Donna falls for Priya, but things work out for everyone – Part 13

She lifted the papers in her hand and flipped through them and then she burst into tears as she sobbed through her explanation. “I’m really sorry Jack. I didn’t want you to find out this way. Priya told me I had to tell you. I just couldn’t bear to hurt you. I love you Jack, but I can’t marry you. I’m so sorry.” I kept right on packing as she apologized. She tried to press herself to me but I pushed her back and she sobbed harder. “You’re just gonna leave without saying anything?” I just glared at her and didn’t respond as I moved past her to my bureau. Then she hit me with the big guns, “What about your child?” That stopped me dead in my tracks.

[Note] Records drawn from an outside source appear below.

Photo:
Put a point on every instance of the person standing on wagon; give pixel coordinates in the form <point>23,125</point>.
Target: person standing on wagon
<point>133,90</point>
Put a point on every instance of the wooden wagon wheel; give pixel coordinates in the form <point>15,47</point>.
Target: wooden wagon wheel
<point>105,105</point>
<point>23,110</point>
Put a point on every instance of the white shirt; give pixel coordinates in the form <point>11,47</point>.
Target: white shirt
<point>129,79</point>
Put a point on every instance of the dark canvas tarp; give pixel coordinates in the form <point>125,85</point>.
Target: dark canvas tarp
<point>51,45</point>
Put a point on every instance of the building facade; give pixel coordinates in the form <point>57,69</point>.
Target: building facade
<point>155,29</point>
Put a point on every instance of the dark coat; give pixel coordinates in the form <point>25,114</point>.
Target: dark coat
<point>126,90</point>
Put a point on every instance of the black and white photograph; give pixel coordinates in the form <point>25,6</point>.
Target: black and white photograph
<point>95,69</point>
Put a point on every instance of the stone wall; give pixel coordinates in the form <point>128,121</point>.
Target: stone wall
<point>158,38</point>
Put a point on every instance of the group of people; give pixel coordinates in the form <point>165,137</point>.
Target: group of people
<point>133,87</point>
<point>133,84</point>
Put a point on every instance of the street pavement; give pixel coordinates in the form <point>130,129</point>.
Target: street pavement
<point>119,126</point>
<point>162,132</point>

I looked at her, as she wiped tears from her eyes. I said, “This was always just about getting pregnant, wasn’t it?”

Donna sulked and nodded as she said, “It started out that way, but then I fell in love with you. Sylvia and I have always preferred attractive women over men. We grew up thinking that it was wrong and at some point, we immersed ourselves in men hoping that we could change. Sylvia fucked anything with a dick and I wasn’t much better. Nothing changed but we came to like sex with men too. So, we labeled ourselves as bi-sexual and that had a better feel to it. I was genuinely ecstatic when you proposed. I thought maybe I could have it all: A husband that I loved with our child and my sister and the money. Then I saw Priya and I was in lust and then that night when she and Divi joined us. After that I couldn’t, I can’t, get enough of her. She was all I thought about and she feels the same way about me. She said she’d been fighting the urges for quite awhile but Divi seduced her earlier this summer and she was hooked.”

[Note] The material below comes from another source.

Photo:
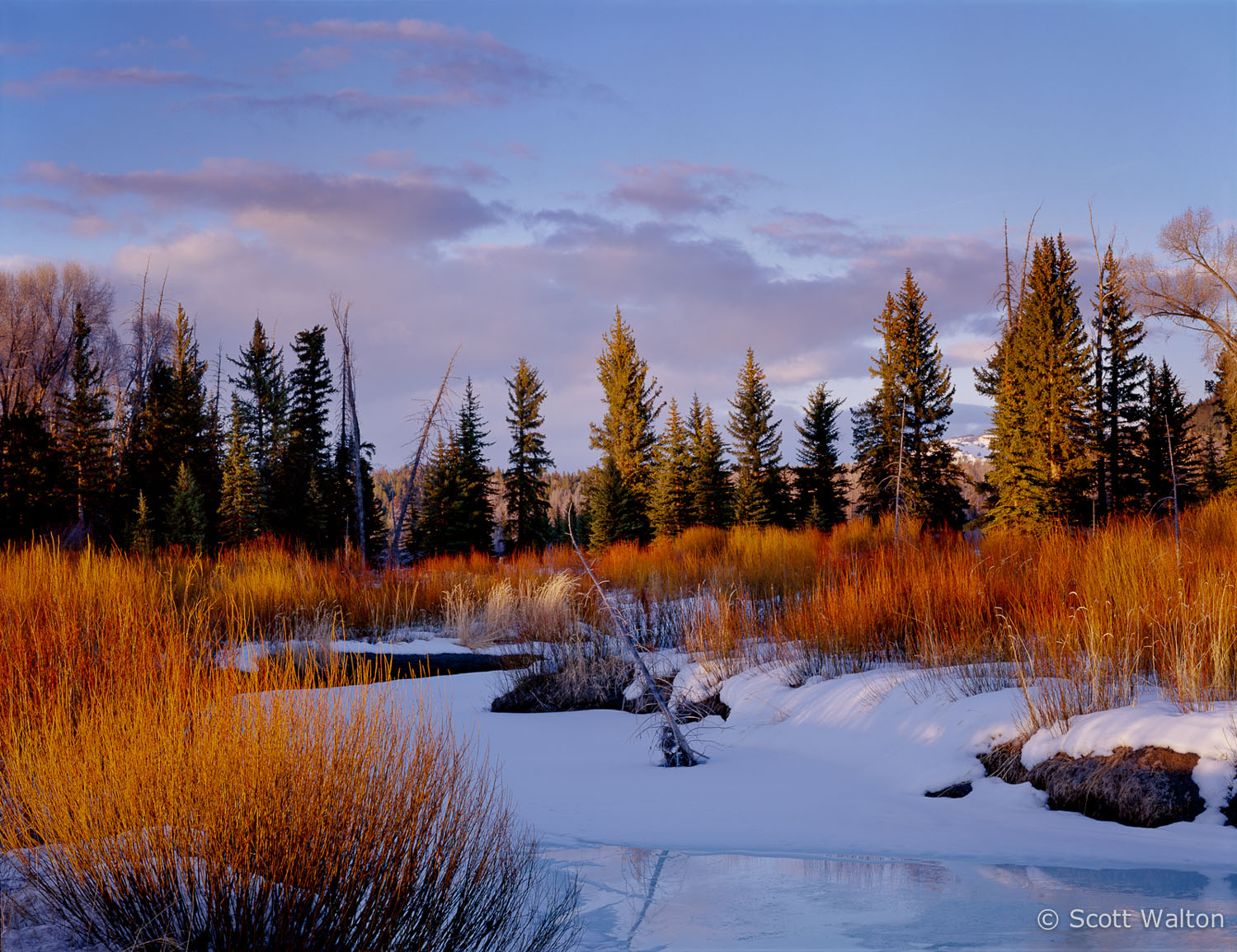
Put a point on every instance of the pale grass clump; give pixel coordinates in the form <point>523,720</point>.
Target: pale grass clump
<point>286,821</point>
<point>534,610</point>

She stopped talking and moved toward me. She pressed herself to me but I couldn’t bring myself to bend down to allow her to kiss me. She stretched up on her toes and kissed me on the chin. I pulled that away from her too. With her face pressed to my chest and her arms around my back, she said, “I’d still love to have it all Jack. You and me and our baby and Sylvia and Priya and probably even Divi. We’ve discussed this amongst us girls but we haven’t talked with Divi. Priya confessed that she has been in love with you all summer but her own hang-ups kept you two apart.” That statement rang true.

I was too hurt to hear and process what she was saying. I pulled away from her and pushed my socks and underwear, that I never wore, into my suitcase. I was on automatic. I closed the suitcase and snapped it shut. Donna was frantic. Again, she said, “I love you Jack. I love the man you are. I love your sense of humor. I love your cock.” I smiled to myself, she was using all the ammo. She continued, “Give it a chance. Please. We could all fit comfortably in my house. It would be tight here or at Priya’s but if that’s what you want, we’ll make it work. Please Jack. I’d hate to lose you. Please. Give me a chance. Give us a chance.”

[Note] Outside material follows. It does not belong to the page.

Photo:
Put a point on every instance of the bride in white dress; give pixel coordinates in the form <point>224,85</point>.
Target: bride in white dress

I was softening a little but I was hurt too badly to just say, ‘What the fuck, let’s give it a go.’ I wanted to hurt her back and when I picked up the suitcase and headed for the garage, she shrieked out, “NO. PLEASE JACK. DON’T GO.” She chased after me to the garage and tried to stop me from opening the rear door all the while pleading with me not to go. I eased her away from the door and put my bag on the backseat. I moved to the driver’s door and she planted herself to block me. I moved her away to the side and reached for the door handle.